Pharmacopsychiatry 2009; 42 - A149
DOI: 10.1055/s-0029-1240221

Forced swim-test-related antidepressant effects depend on P-glycoprotein expression in the Blood-Brain-Barrier

U Schmitt 1, Y Schoenfelder 1, L Karlsson 2, FC Kugelberg 3, F Bengtsson 2, C Hiemke 1
  • 1Department of Psychiatry and Psychotherapeutics, University Medical Center of the Johannes Gutenberg-University, Mainz, Germany
  • 2Division of Drug Research/Clinical Pharmacology, Department of Medical and Health Sciences, Linköping University, Sweden
  • 3Department of Forensic Genetics and Forensic Toxicology, National Board of Forensic Medicine, Linköping, Sweden

Multi Drug Resistance carriers in the Blood-Brain-Barrier (BBB) protect from xenobiotic-induced tissue damage. Of all of the efflux pumps of the BBB p-glycoprotein (P-gp) handles the largest fraction of drugs. Besides transport of exogenous substances, P-gp is involved in the modulation of the hypothalamic-pituitary-adrenocortical (HPA) system by transporting corticosterone, too. We investigated the role of P-gp in the forced swim test on anti-depressant effects.
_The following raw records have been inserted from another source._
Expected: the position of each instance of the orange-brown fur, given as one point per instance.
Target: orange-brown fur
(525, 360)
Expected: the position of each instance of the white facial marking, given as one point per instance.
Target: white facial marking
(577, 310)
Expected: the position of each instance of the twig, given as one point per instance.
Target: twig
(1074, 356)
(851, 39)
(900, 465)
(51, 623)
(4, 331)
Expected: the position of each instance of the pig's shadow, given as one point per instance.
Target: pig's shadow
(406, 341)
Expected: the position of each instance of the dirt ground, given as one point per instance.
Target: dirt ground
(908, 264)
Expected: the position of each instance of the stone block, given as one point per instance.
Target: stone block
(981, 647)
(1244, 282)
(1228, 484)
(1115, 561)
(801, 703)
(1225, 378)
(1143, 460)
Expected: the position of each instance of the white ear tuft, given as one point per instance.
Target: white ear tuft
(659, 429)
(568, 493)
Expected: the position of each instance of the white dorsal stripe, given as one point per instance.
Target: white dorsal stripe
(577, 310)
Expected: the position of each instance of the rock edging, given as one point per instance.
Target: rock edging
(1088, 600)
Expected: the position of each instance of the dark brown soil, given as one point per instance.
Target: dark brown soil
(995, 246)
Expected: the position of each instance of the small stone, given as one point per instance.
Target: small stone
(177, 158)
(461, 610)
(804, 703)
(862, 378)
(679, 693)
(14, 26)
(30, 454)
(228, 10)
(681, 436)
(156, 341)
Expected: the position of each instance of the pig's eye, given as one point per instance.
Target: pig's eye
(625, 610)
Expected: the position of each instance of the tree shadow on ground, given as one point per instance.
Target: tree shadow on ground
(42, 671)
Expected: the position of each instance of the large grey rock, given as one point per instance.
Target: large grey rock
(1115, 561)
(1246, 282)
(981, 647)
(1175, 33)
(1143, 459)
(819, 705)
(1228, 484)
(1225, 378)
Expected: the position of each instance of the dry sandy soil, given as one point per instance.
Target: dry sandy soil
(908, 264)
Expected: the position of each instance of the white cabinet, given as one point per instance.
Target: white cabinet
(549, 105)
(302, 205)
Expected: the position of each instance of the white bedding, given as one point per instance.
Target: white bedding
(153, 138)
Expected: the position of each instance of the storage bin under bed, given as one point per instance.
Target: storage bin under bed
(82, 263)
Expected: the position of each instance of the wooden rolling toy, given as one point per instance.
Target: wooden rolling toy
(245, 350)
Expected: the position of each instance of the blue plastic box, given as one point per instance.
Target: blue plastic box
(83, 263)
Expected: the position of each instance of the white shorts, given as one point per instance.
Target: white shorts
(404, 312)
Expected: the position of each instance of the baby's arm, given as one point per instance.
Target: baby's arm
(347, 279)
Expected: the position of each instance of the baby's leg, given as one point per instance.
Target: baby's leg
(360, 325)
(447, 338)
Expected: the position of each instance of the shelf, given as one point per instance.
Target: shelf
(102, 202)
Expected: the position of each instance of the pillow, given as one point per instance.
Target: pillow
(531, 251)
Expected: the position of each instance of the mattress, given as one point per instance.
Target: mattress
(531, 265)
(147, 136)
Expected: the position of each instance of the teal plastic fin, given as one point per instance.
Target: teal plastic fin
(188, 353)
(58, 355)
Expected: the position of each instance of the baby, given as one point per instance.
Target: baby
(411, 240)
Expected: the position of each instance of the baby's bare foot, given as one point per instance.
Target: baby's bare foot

P-gp k.o. mice (mdr1a/b -/-) were compared to wildtype FVB/N in the 2-day version of the forced swim test. Mice were treated with either saline (1ml, 0.9%), venlafaxine (10mg/kg), citalopram (10mg/kg) or duloxetine (10mg/kg) 30min before testing at day 2. Immobility of the mice was measured by an automatic computer based system (EthoVision®XT 5.1, Noldus). On day one knockout mice displayed less immobility compared to wildtype mice. Concerning to anti-depressant treatment immobility time was reduced in wildtype mice independent of the antidepressant used. In knockout mice however, no effect of any antidepressant treatment on immobility was detectable. These results gave strong evidence that substance transport by P-gp plays a role for stress response in the task. Defined anti-depressant-related behavioral changes seemed to be based on an intact BBB. Thus anti-depressant effectiveness displayed by the forced swim test reflects drug-induced changes on the HPA axis regulated by P-gp dependent corticosterone transport.